Years after Radcliffe College ceased to exist, many student groups continue to keep Radcliffe alive in their names.
After the 1999 Harvard-Radcliffe merger, a flurry of student groups removed “Radcliffe” from their names.
Earlier this month, the Undergraduate Council voted to remove Radcliffe from its name. And leaders of other organizations say that being named for a long-gone college causes confusion.
But members of many groups say they can’t imagine taking Radcliffe out of their official names—either out of inertia, to preserve a link to women’s tradition or to keep a catchy acronym.
Their allegiance to the Radcliffe name, they say, has little to do with the its current incarnation as the Radcliffe Institute for Advanced Study.
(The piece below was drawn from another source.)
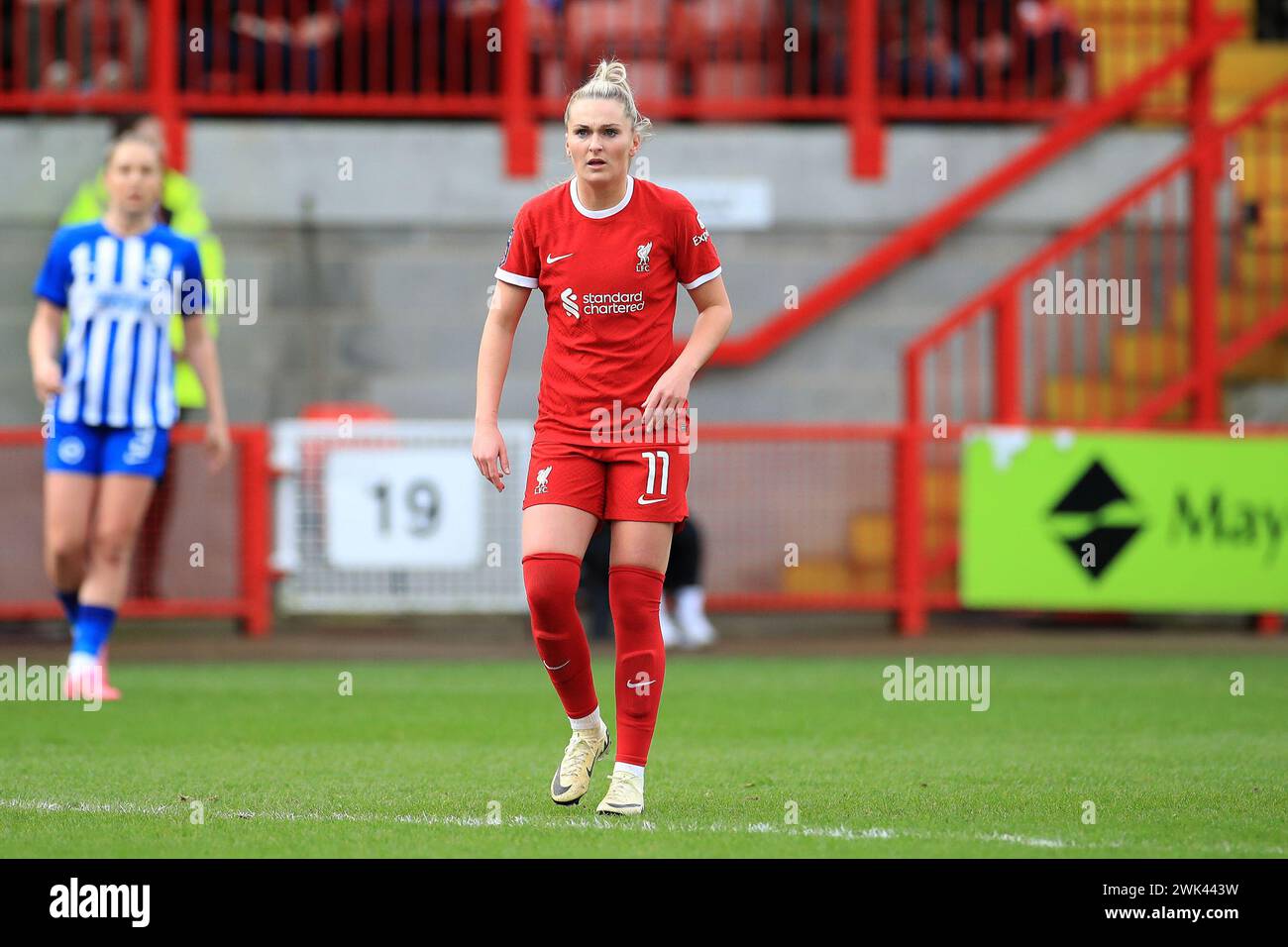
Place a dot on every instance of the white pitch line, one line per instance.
(841, 832)
(593, 822)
Instead, it’s a symbolic statement both about the history of Radcliffe and the student groups’ beginnings.
Radcliffe rugby and Radcliffe crew, for example, both sport Radcliffe’s black and white colors and don uniforms bearing the Radcliffe shields.
Members of these women’s sports say it’s just easier to be known as “Radcliffe” rather than “Harvard Women’s”—and they continue to feel an allegiance to the Radcliffe name.
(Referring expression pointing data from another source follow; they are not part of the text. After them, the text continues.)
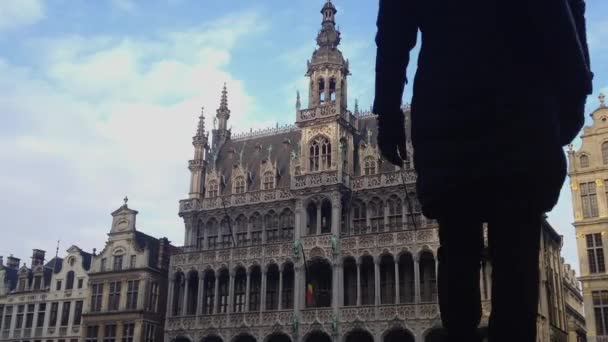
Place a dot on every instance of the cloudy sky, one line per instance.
(100, 99)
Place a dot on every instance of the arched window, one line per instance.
(268, 180)
(326, 217)
(239, 185)
(584, 160)
(241, 230)
(321, 88)
(212, 190)
(271, 225)
(212, 231)
(376, 212)
(395, 212)
(359, 217)
(311, 218)
(255, 222)
(69, 283)
(369, 166)
(287, 223)
(320, 154)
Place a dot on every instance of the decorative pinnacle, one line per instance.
(298, 103)
(200, 132)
They say they enjoy having a history independent of men’s sports.
“When you’re playing a sport like rugby that people tend to think of as aggressive and male dominated, [keeping the Radcliffe name] gives a sense of the strong female tradition that has been involved,” says Kate Greenthal ’03, president of the club Radcliffe rugby team.
Greenthal says the team would resist changing its name to Harvard Women’s rugby even when the NCAA makes an official league for women’s rugby and it becomes a Harvard varsity sport.
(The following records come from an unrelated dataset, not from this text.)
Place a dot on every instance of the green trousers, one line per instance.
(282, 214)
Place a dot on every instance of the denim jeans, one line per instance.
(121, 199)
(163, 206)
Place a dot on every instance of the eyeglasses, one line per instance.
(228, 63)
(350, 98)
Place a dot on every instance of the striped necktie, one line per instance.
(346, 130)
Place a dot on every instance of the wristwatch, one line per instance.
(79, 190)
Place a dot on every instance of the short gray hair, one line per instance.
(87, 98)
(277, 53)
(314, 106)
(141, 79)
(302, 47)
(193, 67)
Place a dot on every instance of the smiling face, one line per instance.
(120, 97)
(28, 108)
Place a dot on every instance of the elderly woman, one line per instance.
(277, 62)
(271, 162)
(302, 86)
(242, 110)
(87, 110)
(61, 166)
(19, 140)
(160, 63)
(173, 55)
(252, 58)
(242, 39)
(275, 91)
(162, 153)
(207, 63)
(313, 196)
Forwards captain Sarah Tavel ’04 says that by keeping the Radcliffe name, colors, and shield, the team maintains a link to its history.
“It’s about keeping the tradition of Radcliffe with us,” Tavel says. “I guess you could analogize it to getting married, and you don’t want to lose your name. We don’t want to lose our name.”
Similarly, members of the varsity Radcliffe crew team—which has long had its own boat house, colors, and oars—say the Racliffe name is particularly important in the “old school” sport of rowing.
“For us, the hugest thing is tradition,” says Captain Michelle Guerette ’02. “To change it would be to separate ourselves from that history.”
Guerette says that Weld boat house is decorated with photos of old teams wearing Radcliffe henleys—the same shirts that the current team will wear for its pictures. “I hope it never changes,” Guerette says.
While the names of the Radcliffe rugby and crew teams are well-established in their respective leagues, being billed as Radcliffe has caused some confusion for the Radcliffe Pitches.
The Pitches—the University’s oldest women’s a capella group—frequently has to explain its name while on tour, according to Pitches President Vivian Lien ’03.
“When we say ‘We’re the Radcliffe Pitches and we’re from Harvard,’ a lot of people don’t understand what that means,” says Lien. “We’ve definitely been introduced as the Harvard Pitches a lot.”
But no one has seriously discussed becoming the Harvard Pitches, Lien says.
“There’s a lot of tradition tied to it,” Lien says.
For the council, however—which has both male and female members—this tradition was no longer desirable.
The council quietly changed its name from the Harvard-Radcliffe Undergraduate Council to the Harvard Undergraduate Council with a motion which passed nearly unanimously after failing in 1999.
Council President Sujean S. Lee ’03 recalls voting in favor of removing the Radcliffe name both times.
“People interpreted the removal of Radcliffe as sort of a slight to women,” Lee says. “When that bill was first brought up the change was more recent and Radcliffe was seen as an embodiment of women at Harvard.”
Lee thinks that time has made the change more palatable.
“I just feel like having the name ‘Radcliffe’ emphasizes a separateness that no longer exists,” Lee says. “In people’s minds it almost make sense that Harvard represents Harvard-Radcliffe.”